COLOMBO – Sri Lanka’s rupee bond yields were quoted wide on Tuesday (29) dealers said, after Moody’s downgraded the government rating to Caa1 (CCC+) while sovereign bond rates, which turned after constitutional amendment was gazetted on September 3, continued to rise.
Spreads of most tenors which was around 5 basis points widened to over 40 basis points reflecting uncertainty, while yields were also higher. The rupee was quoted weaker at 185.80/186.10 to the US dollar, down from 185.25/40 levels on Monday (28).
A 2-year bond maturing on 15.12.2022 was quoted at 5.70/6.10 up from 5.63/70% on Monday, while a bond maturing on 15.01.2023 was quoted at 5.80/6.25% up from 5.65/75% and a bond maturing on 15.09.2024 was quoted at 6.20/30% up from 6.12/18%.
A bond maturing on 01.05.2025 was quoted at 6.60/7.10% up from 6.55/60% and a bond maturing on 01.02.2026 was quoted at 6.80/7.25 up from 6.65/75%, while a bond maturing on 15.08.2027 was quoted at 7.10/7.60% up from 7.00/10%.

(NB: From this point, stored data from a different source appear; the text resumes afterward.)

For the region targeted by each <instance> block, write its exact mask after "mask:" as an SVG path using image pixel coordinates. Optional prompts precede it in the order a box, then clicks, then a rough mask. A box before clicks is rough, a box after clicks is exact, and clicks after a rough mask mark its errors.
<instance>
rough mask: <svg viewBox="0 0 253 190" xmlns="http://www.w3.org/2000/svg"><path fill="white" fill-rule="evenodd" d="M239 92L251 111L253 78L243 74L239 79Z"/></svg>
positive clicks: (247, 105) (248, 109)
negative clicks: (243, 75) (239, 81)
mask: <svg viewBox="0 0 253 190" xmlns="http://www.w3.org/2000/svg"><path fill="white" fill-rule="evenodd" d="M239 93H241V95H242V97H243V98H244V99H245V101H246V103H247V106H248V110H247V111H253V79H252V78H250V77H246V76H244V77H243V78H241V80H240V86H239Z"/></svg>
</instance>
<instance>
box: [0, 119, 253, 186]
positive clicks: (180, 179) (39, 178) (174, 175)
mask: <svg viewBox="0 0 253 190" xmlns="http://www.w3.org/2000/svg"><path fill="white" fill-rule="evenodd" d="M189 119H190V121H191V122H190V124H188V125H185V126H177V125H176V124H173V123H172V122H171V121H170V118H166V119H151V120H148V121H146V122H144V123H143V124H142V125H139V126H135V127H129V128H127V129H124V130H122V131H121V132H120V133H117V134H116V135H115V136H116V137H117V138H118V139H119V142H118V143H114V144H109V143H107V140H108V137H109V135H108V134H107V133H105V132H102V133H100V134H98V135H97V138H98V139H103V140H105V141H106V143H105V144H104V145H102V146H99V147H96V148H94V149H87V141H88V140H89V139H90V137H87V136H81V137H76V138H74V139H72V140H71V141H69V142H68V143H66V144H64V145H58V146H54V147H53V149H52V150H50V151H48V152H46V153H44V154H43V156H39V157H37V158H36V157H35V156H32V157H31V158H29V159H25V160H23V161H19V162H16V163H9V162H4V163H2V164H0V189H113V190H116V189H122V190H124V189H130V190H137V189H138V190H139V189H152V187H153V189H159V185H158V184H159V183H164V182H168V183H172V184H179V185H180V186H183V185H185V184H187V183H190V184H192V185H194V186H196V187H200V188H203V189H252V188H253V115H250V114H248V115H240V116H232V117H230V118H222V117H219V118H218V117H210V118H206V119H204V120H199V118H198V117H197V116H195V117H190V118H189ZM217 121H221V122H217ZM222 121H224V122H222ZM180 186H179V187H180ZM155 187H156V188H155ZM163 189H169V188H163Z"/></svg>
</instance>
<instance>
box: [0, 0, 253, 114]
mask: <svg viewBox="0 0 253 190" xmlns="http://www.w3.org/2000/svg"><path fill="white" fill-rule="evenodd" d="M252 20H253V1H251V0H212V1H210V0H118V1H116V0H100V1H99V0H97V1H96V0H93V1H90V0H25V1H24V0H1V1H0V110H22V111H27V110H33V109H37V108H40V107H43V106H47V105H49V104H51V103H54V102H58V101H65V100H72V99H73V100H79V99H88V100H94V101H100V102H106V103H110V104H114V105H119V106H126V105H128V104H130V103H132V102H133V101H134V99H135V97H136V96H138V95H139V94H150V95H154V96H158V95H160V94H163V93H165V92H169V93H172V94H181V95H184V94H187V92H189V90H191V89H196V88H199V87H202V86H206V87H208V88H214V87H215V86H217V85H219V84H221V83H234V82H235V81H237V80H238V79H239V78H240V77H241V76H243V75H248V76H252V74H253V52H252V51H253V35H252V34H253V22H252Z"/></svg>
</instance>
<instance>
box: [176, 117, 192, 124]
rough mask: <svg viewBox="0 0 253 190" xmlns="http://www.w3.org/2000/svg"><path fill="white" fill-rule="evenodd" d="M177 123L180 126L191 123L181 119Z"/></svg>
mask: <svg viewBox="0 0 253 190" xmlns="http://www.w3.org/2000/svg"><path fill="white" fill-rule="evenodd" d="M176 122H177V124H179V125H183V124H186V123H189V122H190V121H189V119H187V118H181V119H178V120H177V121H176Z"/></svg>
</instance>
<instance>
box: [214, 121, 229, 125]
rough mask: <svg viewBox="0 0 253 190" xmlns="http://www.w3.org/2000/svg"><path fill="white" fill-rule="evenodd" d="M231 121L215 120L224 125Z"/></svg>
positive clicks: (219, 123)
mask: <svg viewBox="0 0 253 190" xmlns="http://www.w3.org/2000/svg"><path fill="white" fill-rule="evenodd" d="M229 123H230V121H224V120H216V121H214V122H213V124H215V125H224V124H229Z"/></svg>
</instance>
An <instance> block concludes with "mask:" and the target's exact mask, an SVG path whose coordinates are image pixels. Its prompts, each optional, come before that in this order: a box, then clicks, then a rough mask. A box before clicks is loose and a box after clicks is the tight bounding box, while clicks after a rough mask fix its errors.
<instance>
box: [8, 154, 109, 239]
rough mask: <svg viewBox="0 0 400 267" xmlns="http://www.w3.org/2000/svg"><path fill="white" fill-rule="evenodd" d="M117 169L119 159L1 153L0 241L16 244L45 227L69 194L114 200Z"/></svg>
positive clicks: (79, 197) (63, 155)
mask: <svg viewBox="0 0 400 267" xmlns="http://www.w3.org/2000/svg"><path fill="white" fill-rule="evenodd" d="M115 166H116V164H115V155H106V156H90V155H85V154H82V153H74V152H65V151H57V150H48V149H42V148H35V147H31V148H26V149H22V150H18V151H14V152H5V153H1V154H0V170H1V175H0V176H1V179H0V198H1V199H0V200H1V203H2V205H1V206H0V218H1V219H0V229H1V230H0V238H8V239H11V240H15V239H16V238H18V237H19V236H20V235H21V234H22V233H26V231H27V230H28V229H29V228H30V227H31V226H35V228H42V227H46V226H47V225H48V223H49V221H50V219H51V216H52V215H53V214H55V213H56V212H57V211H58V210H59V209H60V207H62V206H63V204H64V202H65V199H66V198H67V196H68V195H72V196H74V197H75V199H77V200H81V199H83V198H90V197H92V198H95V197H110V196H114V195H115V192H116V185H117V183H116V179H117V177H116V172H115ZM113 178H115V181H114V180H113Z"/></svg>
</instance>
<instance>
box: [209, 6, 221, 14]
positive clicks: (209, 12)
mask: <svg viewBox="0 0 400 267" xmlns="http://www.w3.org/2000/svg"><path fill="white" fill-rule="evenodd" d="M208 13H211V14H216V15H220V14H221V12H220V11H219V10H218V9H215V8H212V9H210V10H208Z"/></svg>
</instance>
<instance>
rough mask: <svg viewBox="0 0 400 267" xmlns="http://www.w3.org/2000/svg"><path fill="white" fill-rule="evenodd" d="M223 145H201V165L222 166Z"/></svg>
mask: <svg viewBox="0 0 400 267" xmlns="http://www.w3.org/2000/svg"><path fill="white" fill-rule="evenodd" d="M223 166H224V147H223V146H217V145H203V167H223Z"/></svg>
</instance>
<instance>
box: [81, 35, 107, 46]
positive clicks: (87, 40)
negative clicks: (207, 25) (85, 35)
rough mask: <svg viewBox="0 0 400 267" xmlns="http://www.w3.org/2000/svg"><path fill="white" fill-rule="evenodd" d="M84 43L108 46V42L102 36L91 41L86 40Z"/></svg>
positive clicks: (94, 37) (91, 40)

A bond maturing on 01.07.2028 was quoted at 7.25/7.75 up from 7.10/25% and a 10-year bond maturing on 15.05.2030 was quoted at 7.40/8.00% up from 7.38/48%.
Sri Lanka’s sovereign bond yields which started to fall after the rupee stabilized from a steep fall in March and April and a credit downgrade from Fitch and Standard and Poor’s also turned direction from September 4 after a constitutional change was gazetted.
Moody’s downgraded Sri Lanka’s credit by two notches to Caa1 (CCC+ equivalent), citing weak institutions and budgets on Monday
“Governance considerations are an important driver of today’s decision to downgrade the rating,” the rating agency said.
“Moody’s assessment of Sri Lanka’s institutions and governance strength primarily relate to the slow pace of reform implementation, as well as political risks, which impair the effectiveness of fiscal and economic policymaking.
“Moreover, Sri Lanka’s fragile and deteriorating fiscal position will continue to impede fiscal policy effectiveness over the medium term.”
Sri Lanka’s Finance Ministry said the downgrade was unwarranted as the domestic economy was recovering with exports and remittances also improving.
“This downgrade and the report fail to do justice to the ground reality of the ongoing rapid economic recovery backed by vastly improved business confidence arising from the return of political and policy stability after a lapse of five years,” the finance ministry said.
Sri Lanka is one of few countries that have controlled the spread of coronavirus within the country and the domestic economy is operating almost at normal levels. However, the government has controlled imports and is trying to run an ‘import substitution’ economy after printing money.